For asynchronous calls, you can use the tool object’s __call__ or arun methods:

import asyncio

async def call_async_add_func():
    # Retrieve the tool callable for asynchronous invocation
    add_func = registry.get_callable("add_add_get")
    result = await add_func(7, 7)
    print(result)  # Expected output: 14.0

    # Direct subscript access for asynchronous invocation
    add_func2 = registry["add_add_get"]
    result = await add_func2(7, 8)
    print(result)  # Expected output: 15.0

asyncio.run(call_async_add_func())

async def call_async_add_tool():
    # Retrieve the tool object for asynchronous invocation
    add_tool = registry.get_tool("add_add_get")
    result = await add_tool.arun({"a": 9, "b": 10})
    print(result)  # Expected output: 19.0

asyncio.run(call_async_add_tool())

Integrating OpenAPI with the OpenAI Client

You can integrate OpenAPI tool registration into an OpenAI-compatible API workflow. The following example demonstrates how to load environment variables, register OpenAPI tools, and supply the tool JSON schema to the OpenAI client’s chat completion interface.

import asyncio
import os
from pprint import pprint

from dotenv import load_dotenv
from openai import OpenAI

from toolregistry import ToolRegistry

# Load environment variables from .env file
load_dotenv()


PORT = os.getenv("PORT", 8000)  # default port 8000, change via environment variable

registry = ToolRegistry()

spec_url = f"http://localhost:{PORT}"

registry.register_from_openapi(spec_url)
pprint(registry)


async def async_register():
    await registry.register_from_openapi_async(spec_url)
    pprint(registry)


asyncio.run(async_register())

# Set up OpenAI client
client = OpenAI(
    api_key=os.getenv("API_KEY", "your-api-key"),
    base_url=os.getenv("BASE_URL", "https://api.deepseek.com/"),
)


messages = [
    {
        "role": "user",
        "content": "I have 15 chestnuts. Joe ate 3. How many chestnuts do I have left?",
    }
]

# Make the chat completion request
response = client.chat.completions.create(
    model="deepseek-v3",
    messages=messages,
    tools=registry.get_tools_json(),
    tool_choice="auto",
)

# Handle tool calls using ToolRegistry
if response.choices[0].message.tool_calls:
    tool_calls = response.choices[0].message.tool_calls
    print(tool_calls)

    # Execute tool calls
    tool_responses = registry.execute_tool_calls(tool_calls)
    print(tool_responses)

    # Construct assistant messages with results
    assistant_tool_messages = registry.recover_tool_call_assistant_message(
        tool_calls, tool_responses
    )
    print(assistant_tool_messages)

    # Send the results back to the model
    messages.extend(assistant_tool_messages)
    second_response = client.chat.completions.create(
        model="deepseek-v3", messages=messages
    )

    # Print final response
    print(second_response.choices[0].message.content)

Notes

  1. OpenAPI tool registration supports both synchronous and asynchronous methods. Once tools are registered, they can be invoked as simple Python functions or as tool objects.

  2. During invocation, parameters are automatically converted based on the tool definition. For example, the add_add_get tool expects numeric inputs and returns a numeric result.

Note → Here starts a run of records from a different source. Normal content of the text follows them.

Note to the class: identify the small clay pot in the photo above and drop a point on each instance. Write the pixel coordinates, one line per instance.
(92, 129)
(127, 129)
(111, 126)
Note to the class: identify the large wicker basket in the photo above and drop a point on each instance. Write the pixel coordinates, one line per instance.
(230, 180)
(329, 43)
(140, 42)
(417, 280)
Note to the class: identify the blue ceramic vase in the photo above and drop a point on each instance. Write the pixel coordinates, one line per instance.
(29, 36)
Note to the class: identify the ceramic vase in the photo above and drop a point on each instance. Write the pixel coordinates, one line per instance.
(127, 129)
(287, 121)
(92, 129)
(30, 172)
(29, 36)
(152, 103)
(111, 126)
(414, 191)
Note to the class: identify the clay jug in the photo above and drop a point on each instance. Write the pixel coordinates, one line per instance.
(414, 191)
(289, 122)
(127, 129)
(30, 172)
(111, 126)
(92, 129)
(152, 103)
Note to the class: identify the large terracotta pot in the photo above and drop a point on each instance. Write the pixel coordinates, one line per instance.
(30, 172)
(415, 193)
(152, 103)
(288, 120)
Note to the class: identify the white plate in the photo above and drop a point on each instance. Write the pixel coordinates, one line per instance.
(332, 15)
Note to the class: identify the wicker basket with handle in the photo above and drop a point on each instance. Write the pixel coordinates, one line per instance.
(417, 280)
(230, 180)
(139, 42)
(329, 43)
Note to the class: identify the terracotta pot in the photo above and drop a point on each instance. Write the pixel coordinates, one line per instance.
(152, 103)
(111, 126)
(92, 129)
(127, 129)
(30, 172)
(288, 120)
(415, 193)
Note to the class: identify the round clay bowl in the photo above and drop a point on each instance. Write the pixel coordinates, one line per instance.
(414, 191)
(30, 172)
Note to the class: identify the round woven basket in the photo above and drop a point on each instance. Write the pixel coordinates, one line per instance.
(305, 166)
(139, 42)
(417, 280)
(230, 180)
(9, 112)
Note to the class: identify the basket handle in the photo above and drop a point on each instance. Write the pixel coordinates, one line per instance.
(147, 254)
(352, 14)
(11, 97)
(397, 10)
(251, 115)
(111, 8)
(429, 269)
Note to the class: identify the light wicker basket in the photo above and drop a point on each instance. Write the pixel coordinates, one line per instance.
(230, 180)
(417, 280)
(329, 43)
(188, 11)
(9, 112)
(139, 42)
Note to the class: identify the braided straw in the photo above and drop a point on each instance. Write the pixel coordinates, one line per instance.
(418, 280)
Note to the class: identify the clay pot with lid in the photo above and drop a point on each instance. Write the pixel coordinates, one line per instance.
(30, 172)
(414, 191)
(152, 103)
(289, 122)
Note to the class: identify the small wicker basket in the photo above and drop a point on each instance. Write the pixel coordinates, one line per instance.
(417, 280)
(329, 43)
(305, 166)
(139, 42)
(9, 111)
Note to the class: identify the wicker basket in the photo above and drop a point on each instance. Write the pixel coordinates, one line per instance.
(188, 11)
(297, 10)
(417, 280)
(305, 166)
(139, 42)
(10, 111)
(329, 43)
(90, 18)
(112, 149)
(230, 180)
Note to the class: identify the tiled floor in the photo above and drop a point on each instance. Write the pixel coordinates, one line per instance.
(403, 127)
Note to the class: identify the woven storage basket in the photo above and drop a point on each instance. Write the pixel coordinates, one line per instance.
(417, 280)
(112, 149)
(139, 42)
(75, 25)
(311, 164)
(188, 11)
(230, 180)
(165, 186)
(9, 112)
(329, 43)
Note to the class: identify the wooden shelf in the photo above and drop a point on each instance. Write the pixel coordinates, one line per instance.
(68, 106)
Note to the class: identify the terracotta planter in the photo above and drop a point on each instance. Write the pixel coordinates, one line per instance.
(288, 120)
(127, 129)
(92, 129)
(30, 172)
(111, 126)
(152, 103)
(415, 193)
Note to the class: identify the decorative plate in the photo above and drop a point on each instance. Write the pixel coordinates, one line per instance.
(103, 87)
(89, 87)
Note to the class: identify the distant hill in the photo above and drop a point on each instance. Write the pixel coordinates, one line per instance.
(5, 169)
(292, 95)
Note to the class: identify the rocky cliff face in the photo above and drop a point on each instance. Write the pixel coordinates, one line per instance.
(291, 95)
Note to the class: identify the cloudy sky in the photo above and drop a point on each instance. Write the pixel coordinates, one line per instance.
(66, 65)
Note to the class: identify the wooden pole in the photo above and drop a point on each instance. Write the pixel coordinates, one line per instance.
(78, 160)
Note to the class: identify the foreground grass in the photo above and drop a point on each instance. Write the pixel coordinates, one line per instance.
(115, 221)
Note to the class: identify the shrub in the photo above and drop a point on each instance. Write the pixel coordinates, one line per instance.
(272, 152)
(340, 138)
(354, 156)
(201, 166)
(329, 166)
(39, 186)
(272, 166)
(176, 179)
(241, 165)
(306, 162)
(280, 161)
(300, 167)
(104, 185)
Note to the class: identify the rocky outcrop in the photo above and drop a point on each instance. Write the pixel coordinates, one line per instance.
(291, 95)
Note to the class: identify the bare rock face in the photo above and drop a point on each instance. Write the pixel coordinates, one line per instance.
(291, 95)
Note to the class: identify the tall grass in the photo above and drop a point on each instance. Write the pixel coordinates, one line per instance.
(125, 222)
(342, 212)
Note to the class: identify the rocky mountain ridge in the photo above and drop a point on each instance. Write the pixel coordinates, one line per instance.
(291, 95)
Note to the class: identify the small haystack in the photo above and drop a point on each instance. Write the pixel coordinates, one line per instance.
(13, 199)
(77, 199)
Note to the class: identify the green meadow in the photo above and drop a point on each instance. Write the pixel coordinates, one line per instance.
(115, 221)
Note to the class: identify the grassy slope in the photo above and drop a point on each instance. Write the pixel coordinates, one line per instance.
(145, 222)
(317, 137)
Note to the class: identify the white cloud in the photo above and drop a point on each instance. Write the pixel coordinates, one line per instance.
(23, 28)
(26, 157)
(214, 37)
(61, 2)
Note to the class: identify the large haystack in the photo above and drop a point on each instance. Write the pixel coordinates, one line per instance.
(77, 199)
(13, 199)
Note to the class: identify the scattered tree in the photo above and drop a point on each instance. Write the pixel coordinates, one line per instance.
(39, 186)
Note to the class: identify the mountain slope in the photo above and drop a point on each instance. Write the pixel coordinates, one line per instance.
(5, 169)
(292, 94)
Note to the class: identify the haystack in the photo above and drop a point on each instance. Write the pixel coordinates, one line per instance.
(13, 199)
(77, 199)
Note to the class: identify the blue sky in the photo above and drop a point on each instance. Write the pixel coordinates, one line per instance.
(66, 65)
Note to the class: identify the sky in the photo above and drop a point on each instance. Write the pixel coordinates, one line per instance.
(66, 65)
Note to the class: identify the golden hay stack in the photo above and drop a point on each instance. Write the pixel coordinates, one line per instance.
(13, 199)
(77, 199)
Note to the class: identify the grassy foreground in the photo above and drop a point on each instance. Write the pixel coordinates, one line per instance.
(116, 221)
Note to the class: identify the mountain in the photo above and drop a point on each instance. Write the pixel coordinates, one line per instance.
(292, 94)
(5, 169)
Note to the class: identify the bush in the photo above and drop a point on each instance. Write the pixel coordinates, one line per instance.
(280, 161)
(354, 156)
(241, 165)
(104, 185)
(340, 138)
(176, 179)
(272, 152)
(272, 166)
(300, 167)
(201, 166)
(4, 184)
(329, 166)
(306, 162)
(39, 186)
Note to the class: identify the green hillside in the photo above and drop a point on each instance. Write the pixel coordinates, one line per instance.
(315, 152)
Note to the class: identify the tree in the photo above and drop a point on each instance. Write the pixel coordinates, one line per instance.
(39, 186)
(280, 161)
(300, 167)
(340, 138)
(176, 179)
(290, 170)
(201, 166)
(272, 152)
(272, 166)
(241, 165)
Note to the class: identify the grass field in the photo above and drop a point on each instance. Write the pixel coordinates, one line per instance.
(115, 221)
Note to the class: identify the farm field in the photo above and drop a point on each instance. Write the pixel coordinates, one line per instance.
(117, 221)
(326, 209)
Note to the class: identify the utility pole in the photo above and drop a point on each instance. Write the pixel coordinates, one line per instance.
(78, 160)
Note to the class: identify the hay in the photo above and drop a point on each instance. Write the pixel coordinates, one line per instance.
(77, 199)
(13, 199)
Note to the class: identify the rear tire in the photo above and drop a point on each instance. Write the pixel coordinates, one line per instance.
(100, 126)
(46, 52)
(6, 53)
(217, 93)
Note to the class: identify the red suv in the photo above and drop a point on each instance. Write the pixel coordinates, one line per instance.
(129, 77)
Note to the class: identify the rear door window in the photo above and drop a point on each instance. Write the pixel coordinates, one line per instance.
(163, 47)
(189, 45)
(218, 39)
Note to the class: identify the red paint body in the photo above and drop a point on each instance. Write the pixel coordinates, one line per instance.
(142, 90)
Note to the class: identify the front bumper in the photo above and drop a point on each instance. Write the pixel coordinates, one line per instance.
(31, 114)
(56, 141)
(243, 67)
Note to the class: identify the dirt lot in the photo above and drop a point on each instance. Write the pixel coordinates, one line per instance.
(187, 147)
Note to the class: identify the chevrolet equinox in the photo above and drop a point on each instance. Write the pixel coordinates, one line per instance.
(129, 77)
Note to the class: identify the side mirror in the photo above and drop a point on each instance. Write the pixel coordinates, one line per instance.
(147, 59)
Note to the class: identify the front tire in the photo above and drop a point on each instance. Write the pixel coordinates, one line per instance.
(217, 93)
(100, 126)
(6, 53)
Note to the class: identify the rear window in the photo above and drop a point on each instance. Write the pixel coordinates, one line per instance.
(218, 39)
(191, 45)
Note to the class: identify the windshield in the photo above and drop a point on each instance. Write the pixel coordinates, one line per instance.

  3. The integration with the OpenAI client allows you to seamlessly incorporate tool execution into your chat workflows.

Follow the examples above to efficiently integrate and utilize OpenAPI tools with ToolRegistry.

API Changes (starting 0.4.4)

Starting from version 0.4.4, several API methods have been updated for better consistency and usability:

  • ToolRegistry.register_static_tools has been replaced by ToolRegistry.register_from_class.

  • ToolRegistry.register_mcp_tools has been replaced by ToolRegistry.register_from_mcp.

  • ToolRegistry.register_openapi_tools has been replaced by ToolRegistry.register_from_openapi.

The old methods are planned to be deprecated soon, so please migrate to the new interfaces as soon as possible. For backward compatibility, the old names remain as aliases to the new ones.